Department of Urology, Institute of Surgery Research, Daping Hospital, Army Medical University, Chongqing, PR China.
Department of Urology, Southwest Hospital, Army Medical University, Chongqing, PR China.
Urology. 2019 Nov;133:96-102. doi: 10.1016/j.urology.2019.08.016. Epub 2019 Aug 25.

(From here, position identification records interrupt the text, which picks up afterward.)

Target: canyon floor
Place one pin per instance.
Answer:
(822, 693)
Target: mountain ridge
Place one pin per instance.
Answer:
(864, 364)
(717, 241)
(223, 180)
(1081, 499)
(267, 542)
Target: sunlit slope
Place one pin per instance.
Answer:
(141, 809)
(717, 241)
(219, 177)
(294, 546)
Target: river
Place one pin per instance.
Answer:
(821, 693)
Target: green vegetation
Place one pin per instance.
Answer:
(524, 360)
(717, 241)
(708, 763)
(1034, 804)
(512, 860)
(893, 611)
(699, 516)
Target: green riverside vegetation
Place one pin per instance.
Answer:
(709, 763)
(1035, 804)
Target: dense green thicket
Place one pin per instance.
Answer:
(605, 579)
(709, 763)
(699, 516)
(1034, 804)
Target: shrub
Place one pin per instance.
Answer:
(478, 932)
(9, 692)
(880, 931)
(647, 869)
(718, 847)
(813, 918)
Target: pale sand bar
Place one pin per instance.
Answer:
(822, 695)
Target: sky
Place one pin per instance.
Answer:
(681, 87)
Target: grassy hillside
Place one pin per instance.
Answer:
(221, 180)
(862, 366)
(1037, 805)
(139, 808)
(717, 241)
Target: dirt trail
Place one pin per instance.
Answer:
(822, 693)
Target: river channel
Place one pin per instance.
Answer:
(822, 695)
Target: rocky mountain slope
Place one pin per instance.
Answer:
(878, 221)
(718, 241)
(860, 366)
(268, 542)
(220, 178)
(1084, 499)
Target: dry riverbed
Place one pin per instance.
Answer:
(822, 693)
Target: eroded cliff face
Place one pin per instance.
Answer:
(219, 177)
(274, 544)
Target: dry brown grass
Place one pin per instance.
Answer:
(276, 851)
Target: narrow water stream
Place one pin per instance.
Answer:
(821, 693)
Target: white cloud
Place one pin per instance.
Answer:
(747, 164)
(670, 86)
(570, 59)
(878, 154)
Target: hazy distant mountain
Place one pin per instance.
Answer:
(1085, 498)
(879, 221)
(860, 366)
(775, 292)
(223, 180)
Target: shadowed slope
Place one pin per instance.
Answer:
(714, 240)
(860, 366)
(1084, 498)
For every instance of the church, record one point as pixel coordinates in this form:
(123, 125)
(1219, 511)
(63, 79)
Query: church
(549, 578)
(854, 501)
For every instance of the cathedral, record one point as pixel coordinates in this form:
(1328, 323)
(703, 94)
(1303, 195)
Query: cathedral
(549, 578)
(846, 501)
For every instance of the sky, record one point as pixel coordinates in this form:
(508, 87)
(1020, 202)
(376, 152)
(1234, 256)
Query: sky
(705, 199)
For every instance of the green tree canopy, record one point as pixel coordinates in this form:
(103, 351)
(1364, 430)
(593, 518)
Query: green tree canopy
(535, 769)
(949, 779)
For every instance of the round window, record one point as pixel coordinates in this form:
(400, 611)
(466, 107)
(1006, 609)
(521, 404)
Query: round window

To elucidate the effect of the biallelic somatic TSC2 mutations, identified in one adolescent patient, in renal cell carcinoma (RCC).
Mutation analyses, immunohistochemistry and real-time polymerase chain reaction (PCR) were conducted.
Two novel somatic mutations of TSC2 in unilateral and solitary RCC samples from a 14-year-old female were identified. The pathological features suggest the tumor as a clear-cell renal cell carcinoma. In addition, immunohistochemistry revealed elevated levels of phosphorylated S6K1. Results from in vitro cellular experiments suggest that the mutant TSC2 proteins were quickly degraded and they failed to repress the phosphorylation of S6K1 and STAT3, which leads to constitutive activation of mTORC1 pathway and ultimately cause the development of RCC.
Detecting TSC2 mutation in patients with early RCC onset would be beneficial and mTOR inhibitor could be a therapeutic option for TSC2 mutation-induced RCC.
阐明在一名青少年患者中发现的 TSC2 双等位体细胞突变对肾细胞癌(RCC)的影响。
进行突变分析、免疫组织化学和实时聚合酶链反应(PCR)。
在一名 14 岁女性单侧和单发 RCC 样本中发现了 TSC2 的两个新的体细胞突变。病理特征提示该肿瘤为透明细胞肾细胞癌。此外,免疫组织化学显示磷酸化 S6K1 的水平升高。体外细胞实验结果表明,突变的 TSC2 蛋白迅速降解,无法抑制 S6K1 和 STAT3 的磷酸化,导致 mTORC1 通路的持续激活,最终导致 RCC 的发生。
在早期 RCC 发病的患者中检测 TSC2 突变将是有益的,mTOR 抑制剂可能是 TSC2 突变诱导的 RCC 的治疗选择。